Author: David Causey, USA (Ret.)

. Photo by is licensed under CC By 2.0

“They’ve ruined our trees!”  That’s what we thought when workmen finished pruning the magnolia trees in front of our quarters at Camp Zama.  They left the trees stripped of branches as well as leaves.  The trees looked terrible, humiliated, and damaged beyond repair – like a dandelion head whose seeds had just been blown off.  But this is a common sight in Japan.  At certain seasons a motorist will witness row after row of row of trees with every last branch cut away.  They look as if some terrible judgment has befallen them.

But it is not a judgment.  Believe it or not this savage cutting is redemptive and beneficial to the tree and keeps it healthy.  It’s called “pollarding” and it will make the tree grow fuller.  Consider the words of Jesus in John 15:1-4:  “Every branch in Me that bears fruit, He prunes that it may bear more fruit … every branch that does not bear fruit he takes away.”

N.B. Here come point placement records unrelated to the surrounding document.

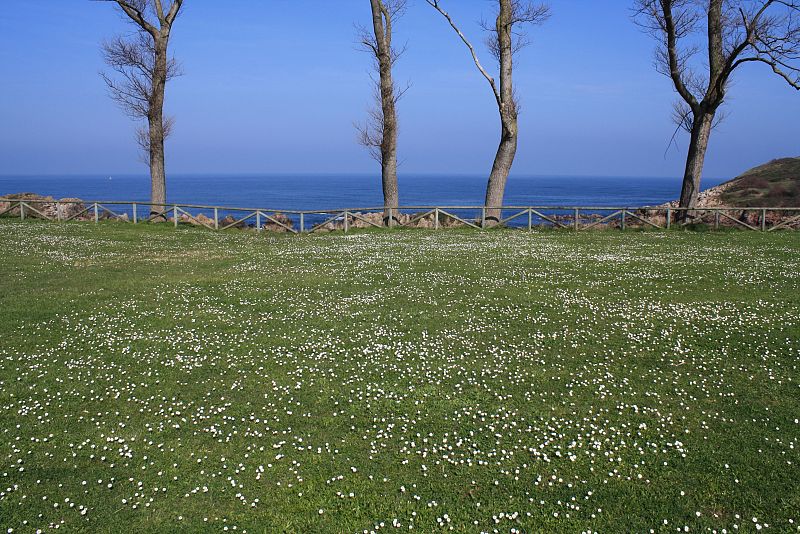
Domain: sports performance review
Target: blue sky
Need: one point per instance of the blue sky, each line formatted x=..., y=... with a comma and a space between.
x=275, y=86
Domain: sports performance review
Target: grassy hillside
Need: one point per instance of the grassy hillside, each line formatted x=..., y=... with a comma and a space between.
x=178, y=380
x=774, y=184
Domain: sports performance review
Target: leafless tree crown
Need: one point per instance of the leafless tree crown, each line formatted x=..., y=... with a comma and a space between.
x=371, y=132
x=522, y=12
x=133, y=61
x=732, y=32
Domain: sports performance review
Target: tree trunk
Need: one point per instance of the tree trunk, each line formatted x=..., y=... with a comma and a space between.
x=698, y=144
x=382, y=26
x=155, y=118
x=503, y=161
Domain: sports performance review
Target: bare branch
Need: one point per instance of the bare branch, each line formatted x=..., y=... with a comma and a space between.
x=437, y=7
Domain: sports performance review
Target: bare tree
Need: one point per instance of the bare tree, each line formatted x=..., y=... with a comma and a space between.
x=503, y=41
x=379, y=133
x=143, y=68
x=732, y=33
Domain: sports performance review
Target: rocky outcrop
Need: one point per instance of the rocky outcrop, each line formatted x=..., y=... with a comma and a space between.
x=372, y=219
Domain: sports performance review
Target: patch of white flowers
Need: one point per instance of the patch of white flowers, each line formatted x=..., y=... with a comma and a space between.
x=481, y=382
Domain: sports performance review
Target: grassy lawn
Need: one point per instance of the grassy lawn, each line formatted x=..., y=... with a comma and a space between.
x=154, y=379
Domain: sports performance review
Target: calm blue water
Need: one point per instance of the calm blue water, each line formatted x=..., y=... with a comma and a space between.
x=316, y=192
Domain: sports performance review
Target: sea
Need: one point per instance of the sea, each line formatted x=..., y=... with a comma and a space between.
x=335, y=191
x=308, y=192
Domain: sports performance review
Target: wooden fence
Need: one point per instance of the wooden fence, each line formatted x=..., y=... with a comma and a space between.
x=436, y=217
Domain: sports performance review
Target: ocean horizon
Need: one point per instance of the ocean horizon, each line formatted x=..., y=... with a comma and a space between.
x=333, y=191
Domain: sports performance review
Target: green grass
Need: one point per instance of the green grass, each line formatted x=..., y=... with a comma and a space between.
x=774, y=184
x=185, y=380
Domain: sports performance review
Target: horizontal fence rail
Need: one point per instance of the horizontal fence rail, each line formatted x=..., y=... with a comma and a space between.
x=575, y=218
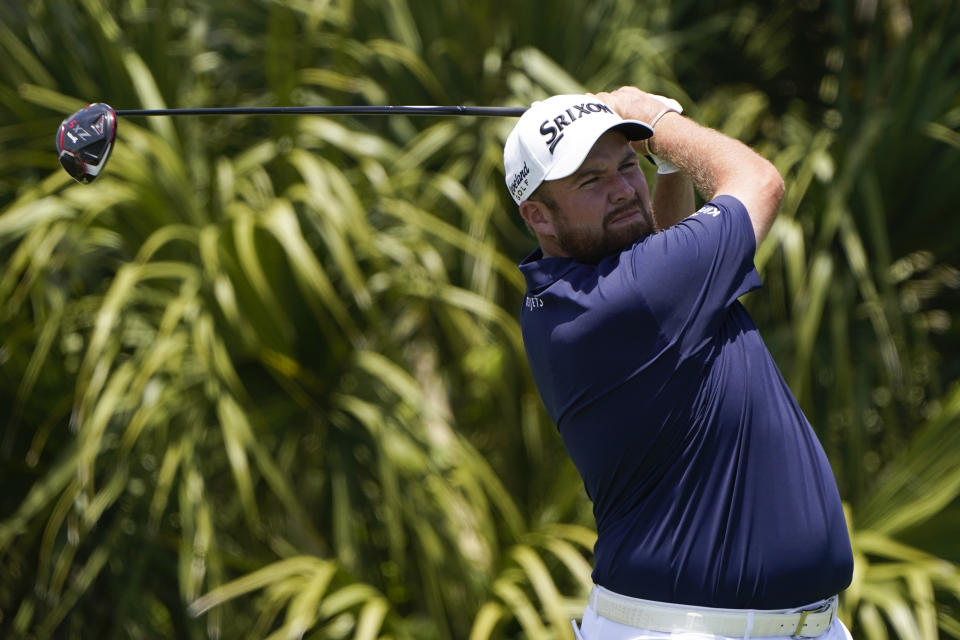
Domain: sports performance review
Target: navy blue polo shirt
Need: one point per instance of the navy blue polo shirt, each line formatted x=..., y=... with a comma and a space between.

Experts on Palestinian culture explain to us that when a branch in the vine is pruned it is cut nearly right back to the stock, and in the winter, when the main stock of the vine swells, it actually envelops the stub of the pruned branch so that it truly abides “in the vine.”  But when the growing season returns the branch grows back and explodes with fruitfulness.  It appears that the Palestinian vinedresser and the Japanese “dendrologists” know what they are doing.

But it’s puzzling to the lay person, who cannot see the difference between the pruning and the “breaking off” of the branches.  To the untrained eye the two applications are indistinguishable.  Yet there is an eternity of difference between them.  One is redemptive and one is judgmental.   One expresses God’s love and the other his wrath.  Yet, outwardly, they are hard to distinguish.

The same is true of our trials and adversity.  They look so much like divine judgments that we can easily mistake them for God’s displeasure.  They’re painful and humiliating.  Yet the Scripture tells us that “those whom the Lord loves He rebukes and chastens” (Hebrews 12:6).  Our trials are not evidence of God’s wrath but of his love for us.  And they are God’s means of making our lives more fruitful.


PRAYER:  Dear Lord, help me to endure the pain of tribulation and trial that I may experience the fruit they produce and ultimately share in your holiness.  Amen.